An assignee that has not become a member is only entitled to receive, to the extent assigned, the share of distributions, including distributions representing the return of contributions, and the allocation of profits and losses, to which the assignor would otherwise be entitled with respect to the assigned interest.

The Arizona statute that provides for charging orders on LLC membership interests is Arizona Revised Statutes, Section 29-655, which states:

29-655. Rights of judgment creditors of a member

A. On application to a court of competent jurisdiction by any judgment creditor of a member, the court may charge the member's interest in the limited liability company with payment of the unsatisfied amount of the judgment plus interest. To the extent so charged, the judgment creditor has only the rights of an assignee of the member's interest.

B. This chapter does not deprive any member of the benefit of any exemption laws applicable to his interest in the limited liability company.

C. This section provides the exclusive remedy by which a judgment creditor of a member may satisfy a judgment out of the judgment debtor's interest in the limited liability company.
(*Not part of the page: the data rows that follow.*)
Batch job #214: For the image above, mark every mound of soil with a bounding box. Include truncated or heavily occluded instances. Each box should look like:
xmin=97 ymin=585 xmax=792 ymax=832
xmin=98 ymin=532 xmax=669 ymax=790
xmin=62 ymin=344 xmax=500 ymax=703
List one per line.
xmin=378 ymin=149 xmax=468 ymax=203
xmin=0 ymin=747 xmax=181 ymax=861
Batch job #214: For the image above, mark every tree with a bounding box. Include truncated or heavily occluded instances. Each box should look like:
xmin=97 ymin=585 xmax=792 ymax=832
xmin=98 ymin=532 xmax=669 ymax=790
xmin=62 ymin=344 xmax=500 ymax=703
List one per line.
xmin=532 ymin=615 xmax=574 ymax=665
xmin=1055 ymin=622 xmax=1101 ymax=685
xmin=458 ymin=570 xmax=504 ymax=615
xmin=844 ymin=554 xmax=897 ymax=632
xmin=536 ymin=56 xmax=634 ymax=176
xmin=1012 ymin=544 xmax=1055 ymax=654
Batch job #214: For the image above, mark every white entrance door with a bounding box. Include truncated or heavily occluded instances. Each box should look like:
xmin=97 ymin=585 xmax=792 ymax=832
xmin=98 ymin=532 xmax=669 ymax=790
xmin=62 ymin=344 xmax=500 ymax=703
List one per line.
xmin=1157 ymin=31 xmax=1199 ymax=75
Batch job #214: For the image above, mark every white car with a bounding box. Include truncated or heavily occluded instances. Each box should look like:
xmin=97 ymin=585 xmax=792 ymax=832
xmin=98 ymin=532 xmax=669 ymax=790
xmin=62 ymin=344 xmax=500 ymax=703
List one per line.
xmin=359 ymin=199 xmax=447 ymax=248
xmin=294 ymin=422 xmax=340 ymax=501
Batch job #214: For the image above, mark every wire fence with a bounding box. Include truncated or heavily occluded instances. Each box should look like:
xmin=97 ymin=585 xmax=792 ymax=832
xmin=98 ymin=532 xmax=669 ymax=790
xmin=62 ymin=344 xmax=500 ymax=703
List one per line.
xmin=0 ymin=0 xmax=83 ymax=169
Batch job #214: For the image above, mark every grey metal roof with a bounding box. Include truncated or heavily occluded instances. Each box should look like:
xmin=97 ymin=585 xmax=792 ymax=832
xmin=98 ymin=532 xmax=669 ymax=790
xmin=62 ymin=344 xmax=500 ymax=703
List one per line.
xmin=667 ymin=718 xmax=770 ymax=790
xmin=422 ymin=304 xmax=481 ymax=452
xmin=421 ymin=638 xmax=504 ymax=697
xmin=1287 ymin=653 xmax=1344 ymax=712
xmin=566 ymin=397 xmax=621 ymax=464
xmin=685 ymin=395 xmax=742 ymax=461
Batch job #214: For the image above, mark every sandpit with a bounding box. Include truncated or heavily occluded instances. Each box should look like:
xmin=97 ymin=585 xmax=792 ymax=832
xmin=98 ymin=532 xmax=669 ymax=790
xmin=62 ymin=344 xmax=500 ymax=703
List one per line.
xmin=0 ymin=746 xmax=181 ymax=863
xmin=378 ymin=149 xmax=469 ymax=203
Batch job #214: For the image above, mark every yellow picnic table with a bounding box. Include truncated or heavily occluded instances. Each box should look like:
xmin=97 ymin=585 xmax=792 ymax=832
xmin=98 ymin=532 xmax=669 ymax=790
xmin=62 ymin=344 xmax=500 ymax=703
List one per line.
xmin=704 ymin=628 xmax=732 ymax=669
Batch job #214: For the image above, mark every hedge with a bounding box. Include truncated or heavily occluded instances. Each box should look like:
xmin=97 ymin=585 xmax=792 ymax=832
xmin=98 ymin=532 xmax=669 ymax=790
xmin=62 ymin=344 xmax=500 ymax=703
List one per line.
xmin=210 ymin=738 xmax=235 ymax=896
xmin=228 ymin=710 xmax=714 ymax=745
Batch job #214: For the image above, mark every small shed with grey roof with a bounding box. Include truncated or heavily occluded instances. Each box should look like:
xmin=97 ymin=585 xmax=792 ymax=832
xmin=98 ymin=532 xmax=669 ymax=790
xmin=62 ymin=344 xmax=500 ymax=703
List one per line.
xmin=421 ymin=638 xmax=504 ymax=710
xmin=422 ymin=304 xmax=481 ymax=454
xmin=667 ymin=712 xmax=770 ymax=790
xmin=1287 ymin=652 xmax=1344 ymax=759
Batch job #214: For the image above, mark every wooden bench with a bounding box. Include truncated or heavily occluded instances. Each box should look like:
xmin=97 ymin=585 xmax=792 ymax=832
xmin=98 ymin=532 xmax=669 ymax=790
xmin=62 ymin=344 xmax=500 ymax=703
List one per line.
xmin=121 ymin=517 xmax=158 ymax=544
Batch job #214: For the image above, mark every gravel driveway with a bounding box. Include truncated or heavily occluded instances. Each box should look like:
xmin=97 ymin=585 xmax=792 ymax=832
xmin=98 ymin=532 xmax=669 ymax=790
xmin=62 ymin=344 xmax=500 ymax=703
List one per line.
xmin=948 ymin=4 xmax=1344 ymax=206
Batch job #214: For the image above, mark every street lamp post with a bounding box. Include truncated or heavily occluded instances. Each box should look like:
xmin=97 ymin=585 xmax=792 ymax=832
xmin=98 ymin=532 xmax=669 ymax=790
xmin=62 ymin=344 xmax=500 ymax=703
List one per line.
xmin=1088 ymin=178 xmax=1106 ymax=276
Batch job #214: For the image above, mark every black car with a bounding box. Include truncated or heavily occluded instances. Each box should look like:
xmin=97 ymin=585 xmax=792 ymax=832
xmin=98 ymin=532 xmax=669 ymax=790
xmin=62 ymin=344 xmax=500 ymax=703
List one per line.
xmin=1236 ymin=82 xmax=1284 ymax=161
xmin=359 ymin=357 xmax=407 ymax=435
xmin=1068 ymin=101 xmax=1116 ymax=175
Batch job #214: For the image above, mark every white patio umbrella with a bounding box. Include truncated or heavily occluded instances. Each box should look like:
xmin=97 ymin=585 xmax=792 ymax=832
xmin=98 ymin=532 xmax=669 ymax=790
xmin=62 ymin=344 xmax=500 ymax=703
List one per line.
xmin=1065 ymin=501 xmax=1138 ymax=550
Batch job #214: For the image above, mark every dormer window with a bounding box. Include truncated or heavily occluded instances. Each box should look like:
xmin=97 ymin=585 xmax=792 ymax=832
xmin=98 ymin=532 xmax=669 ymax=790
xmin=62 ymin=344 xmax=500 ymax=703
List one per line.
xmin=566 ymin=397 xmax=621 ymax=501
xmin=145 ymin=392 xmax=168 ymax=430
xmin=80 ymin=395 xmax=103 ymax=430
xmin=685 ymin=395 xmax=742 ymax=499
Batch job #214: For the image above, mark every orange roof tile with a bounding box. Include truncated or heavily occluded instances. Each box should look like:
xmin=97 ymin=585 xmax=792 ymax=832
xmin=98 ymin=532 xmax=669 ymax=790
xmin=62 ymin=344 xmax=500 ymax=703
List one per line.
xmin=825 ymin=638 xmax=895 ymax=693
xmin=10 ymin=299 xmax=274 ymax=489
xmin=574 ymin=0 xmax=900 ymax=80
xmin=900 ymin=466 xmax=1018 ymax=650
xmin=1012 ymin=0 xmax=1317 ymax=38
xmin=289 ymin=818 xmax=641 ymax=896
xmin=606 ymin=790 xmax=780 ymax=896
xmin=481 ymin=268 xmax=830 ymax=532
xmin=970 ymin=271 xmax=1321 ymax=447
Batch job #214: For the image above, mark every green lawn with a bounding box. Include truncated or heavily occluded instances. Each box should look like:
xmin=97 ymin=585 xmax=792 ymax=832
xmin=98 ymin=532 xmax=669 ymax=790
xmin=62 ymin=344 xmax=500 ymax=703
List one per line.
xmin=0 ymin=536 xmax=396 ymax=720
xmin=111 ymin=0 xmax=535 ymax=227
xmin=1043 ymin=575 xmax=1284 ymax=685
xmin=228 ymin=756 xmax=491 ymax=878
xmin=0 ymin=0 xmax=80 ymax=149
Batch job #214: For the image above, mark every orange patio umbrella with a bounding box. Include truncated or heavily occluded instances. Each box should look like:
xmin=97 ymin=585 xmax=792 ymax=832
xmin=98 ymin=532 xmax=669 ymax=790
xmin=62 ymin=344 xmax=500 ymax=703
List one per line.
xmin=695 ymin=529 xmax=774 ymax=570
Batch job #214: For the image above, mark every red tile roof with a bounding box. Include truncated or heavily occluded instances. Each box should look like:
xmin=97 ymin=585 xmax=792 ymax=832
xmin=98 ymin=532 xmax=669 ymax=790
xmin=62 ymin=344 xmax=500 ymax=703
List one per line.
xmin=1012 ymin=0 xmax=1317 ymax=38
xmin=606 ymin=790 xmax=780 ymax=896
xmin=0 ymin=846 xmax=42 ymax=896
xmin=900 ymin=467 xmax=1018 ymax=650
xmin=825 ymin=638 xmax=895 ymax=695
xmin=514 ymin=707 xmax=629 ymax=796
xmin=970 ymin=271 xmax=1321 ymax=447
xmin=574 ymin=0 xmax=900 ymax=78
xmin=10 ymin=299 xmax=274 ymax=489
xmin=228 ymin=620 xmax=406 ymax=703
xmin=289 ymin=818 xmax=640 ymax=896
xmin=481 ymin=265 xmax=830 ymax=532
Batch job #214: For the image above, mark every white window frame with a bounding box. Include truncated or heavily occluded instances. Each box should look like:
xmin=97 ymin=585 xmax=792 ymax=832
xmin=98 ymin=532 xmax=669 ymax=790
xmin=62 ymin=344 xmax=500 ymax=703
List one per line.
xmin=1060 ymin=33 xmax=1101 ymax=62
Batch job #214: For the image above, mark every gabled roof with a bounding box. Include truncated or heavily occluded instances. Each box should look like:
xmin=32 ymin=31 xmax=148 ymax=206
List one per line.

The Arizona statute that declares the rights of assignees of members of an LLC is Arizona Revised Statutes, Section 29-732, which states:

29-732. Interest in limited liability company; transferability of interest; rights of assignees

A. An interest in a limited liability company is personal property and, except as provided in an operating agreement or article 11 of this chapter, may be assigned in whole or in part. The assignment of an interest in a limited liability company does not dissolve the limited liability company or entitle the assignee to participate in the management of the business and affairs of the limited liability company or to become or to exercise the rights of a member, unless the assignee is admitted as a member as provided in section 29-731. An assignee that has not become a member is only entitled to receive, to the extent assigned, the share of distributions, including distributions representing the return of contributions, and the allocation of profits and losses, to which the assignor would otherwise be entitled with respect to the assigned interest.

B. An assignee who has become a member has the rights and powers to the extent assigned and is subject to the restrictions and liabilities of a member under the articles of organization, an operating agreement and this chapter. An assignee who becomes a member is also liable for any obligations of his assignor to make capital contributions.

C. Unless otherwise provided in an operating agreement, a member who has assigned all or part of his interest in a limited liability company is not released from his liability to the limited liability company under this chapter without the written consent of all members whether or not the assignee becomes a member. A member who has assigned all of his interest in a limited liability company remains a member until the admission of the assignee as a member unless otherwise provided in an operating agreement.